Ultimately, I was blessed with a lusty, beautiful wildcat of a daughter, and I'm so glad I let myself enjoy our in utero time together whenever I could. And if she'd moved on, if my body hadn't been able to contain her or she wasn't ready for this world yet? Being able to appreciate the time we had spent every day meant I'd regarded the Spark I was hosting and I became more and more at peace with whatever was going to happen. I know I would have grieved if she hadn't arrived healthy and sound, but it would have been tempered by knowing I'd put all the love I could into that Spark.

May your Spark remain and thrive, as well.
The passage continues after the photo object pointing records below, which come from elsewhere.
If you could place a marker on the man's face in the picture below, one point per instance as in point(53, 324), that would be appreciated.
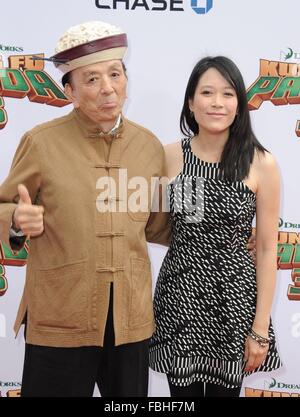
point(99, 90)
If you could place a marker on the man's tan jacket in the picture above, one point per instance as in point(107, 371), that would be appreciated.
point(94, 230)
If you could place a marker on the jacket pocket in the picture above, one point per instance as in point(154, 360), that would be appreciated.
point(139, 216)
point(60, 298)
point(141, 308)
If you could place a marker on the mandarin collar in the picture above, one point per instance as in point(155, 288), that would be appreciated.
point(91, 129)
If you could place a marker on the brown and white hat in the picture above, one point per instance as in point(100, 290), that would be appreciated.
point(89, 43)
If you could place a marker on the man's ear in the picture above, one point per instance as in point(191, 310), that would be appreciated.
point(70, 94)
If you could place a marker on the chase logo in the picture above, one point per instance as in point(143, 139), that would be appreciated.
point(201, 6)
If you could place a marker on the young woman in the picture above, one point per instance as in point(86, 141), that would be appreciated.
point(212, 306)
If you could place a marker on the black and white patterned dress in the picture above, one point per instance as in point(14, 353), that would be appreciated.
point(205, 296)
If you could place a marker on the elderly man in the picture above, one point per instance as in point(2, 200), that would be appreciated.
point(87, 302)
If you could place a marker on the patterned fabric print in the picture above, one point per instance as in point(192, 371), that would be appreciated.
point(205, 295)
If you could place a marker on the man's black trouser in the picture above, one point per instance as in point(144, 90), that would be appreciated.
point(73, 372)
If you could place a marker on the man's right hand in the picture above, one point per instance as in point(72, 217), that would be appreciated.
point(27, 217)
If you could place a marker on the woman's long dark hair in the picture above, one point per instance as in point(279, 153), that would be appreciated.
point(239, 149)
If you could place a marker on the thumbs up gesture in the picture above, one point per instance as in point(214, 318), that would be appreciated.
point(27, 217)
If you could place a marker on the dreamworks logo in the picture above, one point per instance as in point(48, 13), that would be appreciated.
point(198, 6)
point(280, 385)
point(2, 326)
point(289, 55)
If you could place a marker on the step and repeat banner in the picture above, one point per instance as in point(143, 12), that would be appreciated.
point(166, 39)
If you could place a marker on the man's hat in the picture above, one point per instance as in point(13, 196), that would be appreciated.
point(89, 43)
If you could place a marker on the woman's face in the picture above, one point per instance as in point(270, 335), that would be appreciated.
point(215, 103)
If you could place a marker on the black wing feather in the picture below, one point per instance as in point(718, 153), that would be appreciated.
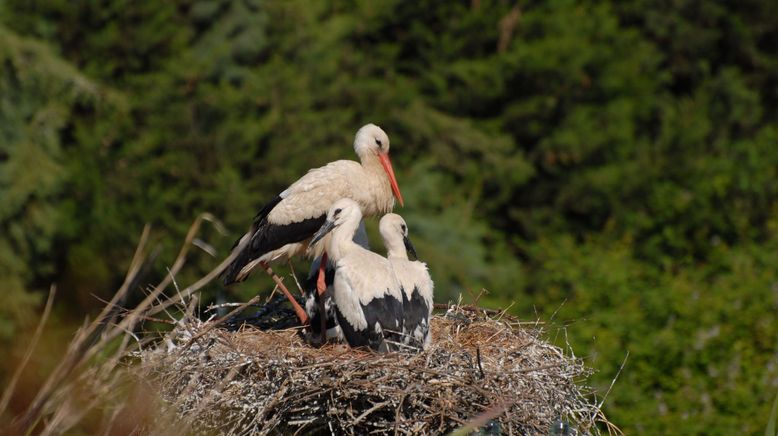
point(266, 237)
point(387, 312)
If it does not, though, know that you are a safe place for it to rest for a while as it zips through the Cosmos.
posted by batmonkey at 9:37 AM on October 22, 2011 [47 favorites]


Mod note: From the OP:
Thanks everyone for the replies, they have been more helpful than you can imagine. Getting a bit of reassurance has been wonderful. At the moment I could use some help with figuring out this progesterone thing: if anyone knows of any good references or evidence-based recommendations on whether progesterone treatment can actually lower miscarriage risk, I would love to get that information.
posted by mathowie (staff) at 9:53 AM on October 22, 2011


As one of the people who initially recommended the progesterone thing, I went looking for supporting evidence and. . . actually couldn't find any. It seems like the answer from a lot of doctors is "Well, progesterone is cheap, it certainly doesn't hurt, and I don't want a woman to feel like there was something that could have been done that we chose not to do."

Also I realized that in my daughter's pregnancy, we didn't supplement my progesterone (9.8 at 5w3d) and she turned out absolutely fine, so. . . who knows.